By Mike Miles
December 10th, 2012 | Uncategorized
Q. I am 46 with 22 years of service, and have been told that I will soon receive a letter of directed reassignment to a job in my same grade far outside my commuting area. When the letter arrives, if I should decline to move to the new position, what are my options for drawing retirement? How about insurance? Severance pay? What about my 401(k) in the Thrift Savings Plan? My performance ratings are not an issue.
A. Mike: Your circumstances will not affect the usual rules that apply to your TSP account. As long as you remain employed, you will be subject to the in-service withdrawal rules described at https://www.tsp.gov/planparticipation/inservicewithdrawals/basics.shtml. If you separate from service, the rules described at https://www.tsp.gov/planparticipation/withdrawals/accountOptions.shtml will apply. If you separate from service before the calendar year in which you reach age 55, you will be subject to the Internal Revenue Service’s early withdrawal penalty unless you meet one of the exceptions specified on Page 7 of the notice at https://www.tsp.gov/PDF/formspubs/tsp-536.pdf.
Reg: Because you wouldn’t meet the age and service requirements to retire, you’d only have one option. If you didn’t take a refund of your retirement contributions, you could apply for a deferred annuity at age 60.
You would be entitled to severance pay only if you lost your job through no fault of your own. However, if you were to resign or decline a reasonable offer, you wouldn’t. A reasonable offer is defined as one that is in the same agency, in the same commuting area, of the same tenure and work schedule, and not more than two grades or pay levels below your current position. Note: If you are covered by a mobility agreement, the reasonable offer exception wouldn’t apply.
You would be given a month of free Federal Employees Group Life Insurance and Federal Employees Health Benefits insurance coverage. At the end of that period, you could elect private life insurance coverage at your own expense. You could also elect to continue your health insurance coverage for up to 18 months under the temporary continuation of coverage provision. For that coverage you would pay 100 percent of the premiums, plus 2 percent for administrative expenses.
August 20th, 2012 | Uncategorized
Q. I am 57 years old with 25 years of Veterans Affairs Department service. I plan to leave federal service in April 2013. I would like to resign and postpone my FERS annuity until I reach 60 years old. I would like to start withdrawing from my Thrift Savings Plan soon after resignation. Is this possible to start withdrawals after separation, or must one be in a retired federal service status before starting TSP withdrawals?
A. You may start withdrawals after your separation from service.

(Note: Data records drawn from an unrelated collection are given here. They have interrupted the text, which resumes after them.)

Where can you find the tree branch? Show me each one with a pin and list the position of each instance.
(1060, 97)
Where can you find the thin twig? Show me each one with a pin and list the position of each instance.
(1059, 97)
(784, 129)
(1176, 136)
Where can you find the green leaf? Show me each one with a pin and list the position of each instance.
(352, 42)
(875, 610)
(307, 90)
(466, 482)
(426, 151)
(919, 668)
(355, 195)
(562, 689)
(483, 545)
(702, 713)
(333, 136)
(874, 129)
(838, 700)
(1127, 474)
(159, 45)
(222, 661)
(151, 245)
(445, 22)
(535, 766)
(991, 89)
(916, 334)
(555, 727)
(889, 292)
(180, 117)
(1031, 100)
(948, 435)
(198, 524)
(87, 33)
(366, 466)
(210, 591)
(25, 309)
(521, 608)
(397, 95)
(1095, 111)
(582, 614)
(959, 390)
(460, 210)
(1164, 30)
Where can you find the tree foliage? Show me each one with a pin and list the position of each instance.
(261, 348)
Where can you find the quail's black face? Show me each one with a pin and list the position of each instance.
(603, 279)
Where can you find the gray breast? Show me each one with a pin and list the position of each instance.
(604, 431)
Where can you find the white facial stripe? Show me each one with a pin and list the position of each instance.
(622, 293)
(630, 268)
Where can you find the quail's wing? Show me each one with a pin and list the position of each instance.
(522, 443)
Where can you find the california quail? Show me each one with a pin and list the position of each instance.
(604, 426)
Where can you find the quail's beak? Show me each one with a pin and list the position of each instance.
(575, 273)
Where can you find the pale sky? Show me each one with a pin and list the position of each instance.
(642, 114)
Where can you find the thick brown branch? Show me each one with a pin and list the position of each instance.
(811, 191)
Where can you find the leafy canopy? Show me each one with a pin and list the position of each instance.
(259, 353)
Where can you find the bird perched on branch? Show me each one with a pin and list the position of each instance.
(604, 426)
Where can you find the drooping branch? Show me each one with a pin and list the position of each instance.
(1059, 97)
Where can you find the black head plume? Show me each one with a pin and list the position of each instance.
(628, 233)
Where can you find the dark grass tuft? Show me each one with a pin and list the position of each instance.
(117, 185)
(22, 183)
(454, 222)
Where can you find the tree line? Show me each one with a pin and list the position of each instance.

May 18th, 2012 | Uncategorized
Q. I have resigned from my position with the federal government in order to attend graduate school effective in May and will have been employed for a year and 10 months. I realize I need to be employed for three years for TSP vesting requirements, and I will likely forfeit my automatic 1 percent agency contribution in May, but after grad school, I intend to return to work for the federal government. How does this work with vesting in this situation? Would I be returned the 1 percent agency contribution (plus interest?) upon working an additional year and two months after graduate school, or is it not possible to recover the forfeited amount?
A. All federal civilian service counts toward the Thrift Savings Plan vesting requirements. Your forfeited agency contributions will not be restored, however.